There is some statistical evidence that up to 25% of these dogs bred by BYB (who  won’t acknowledge their contributing to the dog surplus) will wind up in shelters, if not abandoned  somewhere.  If the dogs seem cute or endearing enough they will be adopted.  Most dogs  in shelters are too frightened to put on a good personality display, and may now be dangerous or ‘fear biters.’ Unless a no-kill group saves them they WILL BE KILLED.  Do you think that by taking that 1 pup posted on Craigslist, you will be preventing this?  If you pay  more than $25 not only will you not be, you will be encouraging this BYB to breed more.  If the  person posting  is a broker  for the BYB, and he sells  4 dogs at $100 each, he has made money.  Shots—if given at all, cost about $10, and you can buy a packet of the certificates that say they were given—they often come free with the vaccine.  This is pretty good extra income for that guy who works at Walmart for $12 an hour.

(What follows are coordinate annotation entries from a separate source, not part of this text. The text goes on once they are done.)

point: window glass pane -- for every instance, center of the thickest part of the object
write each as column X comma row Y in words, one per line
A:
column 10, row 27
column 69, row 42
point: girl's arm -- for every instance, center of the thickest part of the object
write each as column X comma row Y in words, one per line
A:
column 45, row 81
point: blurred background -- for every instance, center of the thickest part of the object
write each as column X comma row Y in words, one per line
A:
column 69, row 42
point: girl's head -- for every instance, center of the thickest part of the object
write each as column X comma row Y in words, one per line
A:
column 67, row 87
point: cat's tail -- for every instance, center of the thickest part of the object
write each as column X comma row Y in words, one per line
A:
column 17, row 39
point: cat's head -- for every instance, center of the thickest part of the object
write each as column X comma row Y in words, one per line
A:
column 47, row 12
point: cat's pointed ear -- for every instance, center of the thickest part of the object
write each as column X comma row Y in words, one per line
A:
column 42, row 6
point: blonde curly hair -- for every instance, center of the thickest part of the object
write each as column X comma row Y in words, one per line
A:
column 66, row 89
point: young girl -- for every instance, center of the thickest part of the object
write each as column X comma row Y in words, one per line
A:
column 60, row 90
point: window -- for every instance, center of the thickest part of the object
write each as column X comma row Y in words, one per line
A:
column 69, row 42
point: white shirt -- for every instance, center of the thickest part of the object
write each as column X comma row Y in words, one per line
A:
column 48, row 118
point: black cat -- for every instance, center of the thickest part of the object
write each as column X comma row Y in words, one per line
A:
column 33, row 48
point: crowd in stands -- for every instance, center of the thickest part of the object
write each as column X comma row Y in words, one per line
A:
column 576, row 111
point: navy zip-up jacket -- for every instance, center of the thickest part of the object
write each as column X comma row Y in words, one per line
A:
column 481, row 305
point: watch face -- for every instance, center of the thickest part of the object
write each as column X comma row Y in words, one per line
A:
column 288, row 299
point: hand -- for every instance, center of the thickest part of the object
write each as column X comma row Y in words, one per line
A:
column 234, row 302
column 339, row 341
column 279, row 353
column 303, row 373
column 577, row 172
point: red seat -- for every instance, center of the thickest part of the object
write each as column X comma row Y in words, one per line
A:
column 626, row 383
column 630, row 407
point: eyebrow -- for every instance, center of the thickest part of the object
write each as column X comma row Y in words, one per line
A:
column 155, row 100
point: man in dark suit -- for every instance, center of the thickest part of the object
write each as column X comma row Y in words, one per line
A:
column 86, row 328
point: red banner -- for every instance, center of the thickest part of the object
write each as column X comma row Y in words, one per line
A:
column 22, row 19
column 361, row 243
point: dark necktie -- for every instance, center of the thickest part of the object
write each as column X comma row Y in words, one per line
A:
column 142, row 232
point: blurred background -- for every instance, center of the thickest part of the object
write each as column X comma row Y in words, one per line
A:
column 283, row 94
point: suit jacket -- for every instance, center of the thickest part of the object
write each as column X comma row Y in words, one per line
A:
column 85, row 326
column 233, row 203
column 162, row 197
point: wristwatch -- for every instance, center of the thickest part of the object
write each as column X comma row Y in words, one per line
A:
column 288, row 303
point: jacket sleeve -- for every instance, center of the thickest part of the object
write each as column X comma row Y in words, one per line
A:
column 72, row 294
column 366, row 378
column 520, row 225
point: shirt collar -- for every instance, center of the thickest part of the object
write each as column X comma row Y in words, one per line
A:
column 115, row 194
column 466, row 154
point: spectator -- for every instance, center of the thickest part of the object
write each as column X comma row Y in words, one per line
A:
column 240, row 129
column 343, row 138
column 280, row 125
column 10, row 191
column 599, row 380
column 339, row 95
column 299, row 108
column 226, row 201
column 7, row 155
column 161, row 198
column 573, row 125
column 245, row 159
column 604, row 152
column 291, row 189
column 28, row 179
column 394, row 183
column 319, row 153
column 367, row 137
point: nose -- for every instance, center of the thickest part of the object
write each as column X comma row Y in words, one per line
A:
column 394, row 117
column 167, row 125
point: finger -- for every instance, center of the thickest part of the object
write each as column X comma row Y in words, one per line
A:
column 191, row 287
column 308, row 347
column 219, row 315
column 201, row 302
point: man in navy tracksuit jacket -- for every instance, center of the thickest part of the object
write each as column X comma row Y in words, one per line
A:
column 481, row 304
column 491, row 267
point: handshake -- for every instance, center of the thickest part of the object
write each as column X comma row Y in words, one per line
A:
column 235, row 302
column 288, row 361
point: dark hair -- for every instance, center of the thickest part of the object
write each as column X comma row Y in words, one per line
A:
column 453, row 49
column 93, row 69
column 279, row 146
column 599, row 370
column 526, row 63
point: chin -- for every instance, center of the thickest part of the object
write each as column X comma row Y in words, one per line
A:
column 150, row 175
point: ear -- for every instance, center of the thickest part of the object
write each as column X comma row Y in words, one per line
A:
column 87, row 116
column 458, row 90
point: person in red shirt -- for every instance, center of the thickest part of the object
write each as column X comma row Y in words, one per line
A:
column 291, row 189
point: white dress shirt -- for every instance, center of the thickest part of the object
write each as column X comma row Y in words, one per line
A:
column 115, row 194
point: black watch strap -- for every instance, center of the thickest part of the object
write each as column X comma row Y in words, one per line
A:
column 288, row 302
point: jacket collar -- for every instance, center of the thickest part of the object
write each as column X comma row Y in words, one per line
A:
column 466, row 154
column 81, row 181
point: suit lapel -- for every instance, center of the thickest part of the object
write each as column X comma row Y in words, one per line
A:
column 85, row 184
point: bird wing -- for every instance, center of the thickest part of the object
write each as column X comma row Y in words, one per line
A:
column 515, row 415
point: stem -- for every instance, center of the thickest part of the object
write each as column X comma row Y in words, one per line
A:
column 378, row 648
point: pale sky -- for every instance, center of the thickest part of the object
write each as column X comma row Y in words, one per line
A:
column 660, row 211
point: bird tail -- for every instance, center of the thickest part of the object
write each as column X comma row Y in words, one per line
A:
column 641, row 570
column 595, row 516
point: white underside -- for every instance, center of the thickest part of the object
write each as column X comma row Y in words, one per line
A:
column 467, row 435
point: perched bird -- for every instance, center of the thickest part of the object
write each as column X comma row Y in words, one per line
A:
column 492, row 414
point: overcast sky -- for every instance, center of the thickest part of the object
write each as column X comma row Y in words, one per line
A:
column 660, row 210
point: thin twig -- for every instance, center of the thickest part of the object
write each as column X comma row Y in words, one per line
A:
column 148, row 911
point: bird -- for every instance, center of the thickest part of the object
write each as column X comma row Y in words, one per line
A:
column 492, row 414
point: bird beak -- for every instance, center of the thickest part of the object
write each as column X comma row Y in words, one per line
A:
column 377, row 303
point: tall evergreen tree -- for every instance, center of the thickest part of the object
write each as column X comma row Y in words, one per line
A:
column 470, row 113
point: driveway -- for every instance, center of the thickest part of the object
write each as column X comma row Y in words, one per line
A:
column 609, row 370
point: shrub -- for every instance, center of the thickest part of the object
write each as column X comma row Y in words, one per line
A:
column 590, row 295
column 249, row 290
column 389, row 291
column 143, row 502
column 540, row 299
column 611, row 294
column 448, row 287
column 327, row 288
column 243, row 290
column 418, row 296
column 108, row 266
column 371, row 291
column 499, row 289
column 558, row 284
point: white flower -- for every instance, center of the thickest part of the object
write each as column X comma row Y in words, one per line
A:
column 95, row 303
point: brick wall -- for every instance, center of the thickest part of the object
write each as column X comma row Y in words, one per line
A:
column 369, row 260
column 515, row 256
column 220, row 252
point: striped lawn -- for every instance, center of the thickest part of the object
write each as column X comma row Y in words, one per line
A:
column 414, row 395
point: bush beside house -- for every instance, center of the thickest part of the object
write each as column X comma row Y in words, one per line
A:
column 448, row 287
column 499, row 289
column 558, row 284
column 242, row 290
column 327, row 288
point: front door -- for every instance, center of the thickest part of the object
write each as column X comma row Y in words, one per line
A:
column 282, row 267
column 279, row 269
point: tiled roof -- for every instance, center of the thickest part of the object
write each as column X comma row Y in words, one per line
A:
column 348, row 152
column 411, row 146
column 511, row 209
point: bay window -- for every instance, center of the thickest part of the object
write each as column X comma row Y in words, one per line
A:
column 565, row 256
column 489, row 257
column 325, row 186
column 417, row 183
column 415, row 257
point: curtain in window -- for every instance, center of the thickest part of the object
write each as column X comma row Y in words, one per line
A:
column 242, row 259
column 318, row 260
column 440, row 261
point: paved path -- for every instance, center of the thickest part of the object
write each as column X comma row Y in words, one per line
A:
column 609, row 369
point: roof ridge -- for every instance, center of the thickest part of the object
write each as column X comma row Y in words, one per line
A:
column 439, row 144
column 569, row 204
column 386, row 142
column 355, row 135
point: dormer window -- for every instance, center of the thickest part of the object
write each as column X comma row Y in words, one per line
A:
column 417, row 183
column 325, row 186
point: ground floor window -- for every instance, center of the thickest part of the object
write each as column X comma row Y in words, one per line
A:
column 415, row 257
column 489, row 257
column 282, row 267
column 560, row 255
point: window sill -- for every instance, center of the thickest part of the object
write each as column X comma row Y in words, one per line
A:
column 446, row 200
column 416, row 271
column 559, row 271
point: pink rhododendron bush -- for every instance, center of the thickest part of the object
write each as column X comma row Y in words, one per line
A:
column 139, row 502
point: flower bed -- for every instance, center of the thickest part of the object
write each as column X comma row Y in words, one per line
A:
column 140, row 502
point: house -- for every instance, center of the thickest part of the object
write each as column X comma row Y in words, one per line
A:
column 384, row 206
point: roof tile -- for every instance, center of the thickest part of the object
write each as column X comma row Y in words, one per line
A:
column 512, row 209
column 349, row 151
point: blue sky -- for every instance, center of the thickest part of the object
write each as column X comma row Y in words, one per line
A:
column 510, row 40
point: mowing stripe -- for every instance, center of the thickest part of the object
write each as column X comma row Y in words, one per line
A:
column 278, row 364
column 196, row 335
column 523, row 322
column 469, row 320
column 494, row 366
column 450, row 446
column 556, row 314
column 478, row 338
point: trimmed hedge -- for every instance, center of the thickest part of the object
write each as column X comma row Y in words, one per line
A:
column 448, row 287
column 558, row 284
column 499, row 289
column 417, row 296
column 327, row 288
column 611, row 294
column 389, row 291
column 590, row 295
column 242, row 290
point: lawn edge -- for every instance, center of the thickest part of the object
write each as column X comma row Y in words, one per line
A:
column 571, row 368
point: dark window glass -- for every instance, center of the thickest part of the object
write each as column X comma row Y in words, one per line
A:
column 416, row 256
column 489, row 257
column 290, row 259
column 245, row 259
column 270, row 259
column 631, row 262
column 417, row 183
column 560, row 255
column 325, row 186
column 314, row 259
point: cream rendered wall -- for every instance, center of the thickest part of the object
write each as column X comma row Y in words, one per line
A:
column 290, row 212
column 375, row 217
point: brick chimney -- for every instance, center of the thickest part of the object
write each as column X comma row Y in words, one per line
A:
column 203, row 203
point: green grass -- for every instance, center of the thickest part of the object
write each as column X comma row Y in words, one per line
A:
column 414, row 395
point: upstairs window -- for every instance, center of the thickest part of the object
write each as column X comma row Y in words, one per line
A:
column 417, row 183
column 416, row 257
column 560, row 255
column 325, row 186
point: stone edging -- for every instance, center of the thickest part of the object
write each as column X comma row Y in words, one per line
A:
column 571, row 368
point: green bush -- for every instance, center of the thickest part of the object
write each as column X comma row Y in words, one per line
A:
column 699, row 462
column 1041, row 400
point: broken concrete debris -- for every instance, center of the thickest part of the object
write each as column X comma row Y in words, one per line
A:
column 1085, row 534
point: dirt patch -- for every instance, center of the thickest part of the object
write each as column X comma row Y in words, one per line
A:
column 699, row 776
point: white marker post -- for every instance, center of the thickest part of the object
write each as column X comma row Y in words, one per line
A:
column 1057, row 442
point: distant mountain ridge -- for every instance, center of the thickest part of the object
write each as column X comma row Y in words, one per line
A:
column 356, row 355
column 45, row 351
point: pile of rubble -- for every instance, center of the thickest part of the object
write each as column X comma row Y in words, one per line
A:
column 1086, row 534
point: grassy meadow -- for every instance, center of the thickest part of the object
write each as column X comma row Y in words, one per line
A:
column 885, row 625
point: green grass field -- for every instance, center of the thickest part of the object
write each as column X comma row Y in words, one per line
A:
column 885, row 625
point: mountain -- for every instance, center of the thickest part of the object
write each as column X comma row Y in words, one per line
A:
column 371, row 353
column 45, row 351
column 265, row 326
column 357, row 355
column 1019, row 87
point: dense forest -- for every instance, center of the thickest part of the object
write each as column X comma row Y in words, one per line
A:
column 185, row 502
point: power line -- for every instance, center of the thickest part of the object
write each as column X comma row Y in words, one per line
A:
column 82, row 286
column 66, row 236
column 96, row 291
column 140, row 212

It’s a puppy you want,  not an adult do with ‘problems’, right?  You’ll make your own problem dog, right?  I have not bought a puppy in over 30 years. My last 5 dogs came to me as adults from shelters, rescues, or  networking.  Great dogs, all.  To me,the only reason  to take a puppy is that no adult dogs are available,  Think about it. The whole chewing, lunging on the leash not being housebroken.  Is that  so much more fun than an adult dog from a shelter  who appreciates  your attention?

But here’s the deal, really:  if you don’t have time to  work with a dog—training it, bonding with it—at least 1/2 hour a day, starting now, and  you don’t know how much  shots, other veterinary care, and grooming costs, or  who will take care of your dog when you are away, yo are not prepared for a dog right now.  And if you haven’t done research into  the type of dog who will fit into your lifestyle, and talked to owners of those kinds of dogs, you are not ready.  And if you haven’t at least visited an animal shelter before choosing your companion for the next 12 years or so, you are not ready.